The Sun's man in Annapolis was Charles G. Whiteford. He reigned in the 1950s, 1960s and early 1970s. Charlie's sheer size was enough to get your attention. He was way over 6 feet tall and walked with a head-first lope. And what a head it was - flat with a broken nose set off by a couple of dolorous eyes rolling over the rest that hung like the face of a bloodhound in repose. For all his size and importance, Charlie was not a bully. But he certainly was not to be bullied, either.

It's practically impossible to imagine that in his time, any member of the General Assembly, any governor, any staffer would have banned talking to Mr. Whiteford, much less make such a ban public. This is what Gov. Robert L. Ehrlich Jr. has done to David Nitkin, The Sun's present State House bureau chief, and Sun columnist Michael Olesker.

What are we to think of a governor who chats easily and enthusiastically with a ranting buffoon on AM radio but will not speak to a reporter from this newspaper? Mr. Whiteford might have responded by not talking to them for a while, just to prove who mattered more.

But times change. As Bradford Jacobs, the former Evening Sun editorial page editor, put it in an interview for Mr. Whiteford's obituary in 1982, "Things were different than they are now. Whoever was political reporter for The Sun was the voice. There was no television. People would say, `It's what The Sun says, and it's what Whiteford says, so it's probably true.'"

Things were different in many other ways, too.

For one, politicians did not regard reporters as the enemy. They did not hold reporters responsible for the pronouncements and opinions of the newspaper's editorial page. And reporters did not view politicians quite as suspiciously as they do today. Of course, there were plenty of crooks in politics, but reporters were as likely to be drinking with them as uncovering their sins. And if they were drinking together, the reporter was just as likely to be laughing at the pomposity of the editorial page as the politician was.

Mr. Whiteford was a compleat Marylander, from his Baltimore birthplace to his passion for crabs and beer. His forte was that he knew how the political system worked at a time when the system was very organized by bosses and their clubs. He knew all of the players. They all talked to him because if they didn't they'd have no influence on events, and they probably wouldn't be let in on what the others were saying.
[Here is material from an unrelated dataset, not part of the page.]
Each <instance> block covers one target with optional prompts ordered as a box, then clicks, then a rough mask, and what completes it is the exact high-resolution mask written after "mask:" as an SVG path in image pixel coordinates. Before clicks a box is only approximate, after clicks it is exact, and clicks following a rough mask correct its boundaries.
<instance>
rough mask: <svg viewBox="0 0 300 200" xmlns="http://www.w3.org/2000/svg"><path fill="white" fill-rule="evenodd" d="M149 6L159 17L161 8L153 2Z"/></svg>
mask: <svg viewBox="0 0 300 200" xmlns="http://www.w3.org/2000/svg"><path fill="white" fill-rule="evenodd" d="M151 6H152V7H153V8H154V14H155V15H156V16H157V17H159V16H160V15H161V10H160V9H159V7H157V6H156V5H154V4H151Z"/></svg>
Mr. Whiteford was such a force among these people that he became known as the 146th member of the 145-member General Assembly. Not only did politicians talk to him, but he decided where and when. So it was not unusual for him to intrude on the precious decorum of the legislature to get what he wanted.

As Peter Jay, a former Sun columnist, recalled in Mr. Whiteford's 1982 obituary, "Few reporters could match Charlie's ability to march up to the rostrum while the House of Delegates or the state Senate was in full sonorous session, settle into a chair and unceremoniously tug the presiding officer down by the coattails to respond to a question."

My first year reporting at the State House was Mr. Whiteford's last as chief there. At the time, reporters assigned to the General Assembly session lived at the Maryland Inn, where Mr. Whiteford had established a sort of club of newshounds, politicos and factotums who drank and palavered late into the night with an unspoken understanding that everything was off the record. A Sun reporter was expected to turn in expense accounts for these late-night excesses almost as if it were to prove he was doing his job.

Everyone at those late boozy nights would have guffawed at Governor Ehrlich's selective gag order. They also probably would have laughed at The Sun's litigious reaction. In the name of Charles G. Whiteford, here's my suggestion: Get a drink together, my b'hoys - all of you - and work this out so we don't have to waste any more time on it.

G. Jefferson Price III is a former editor and foreign correspondent for The Sun. His column appears Sundays.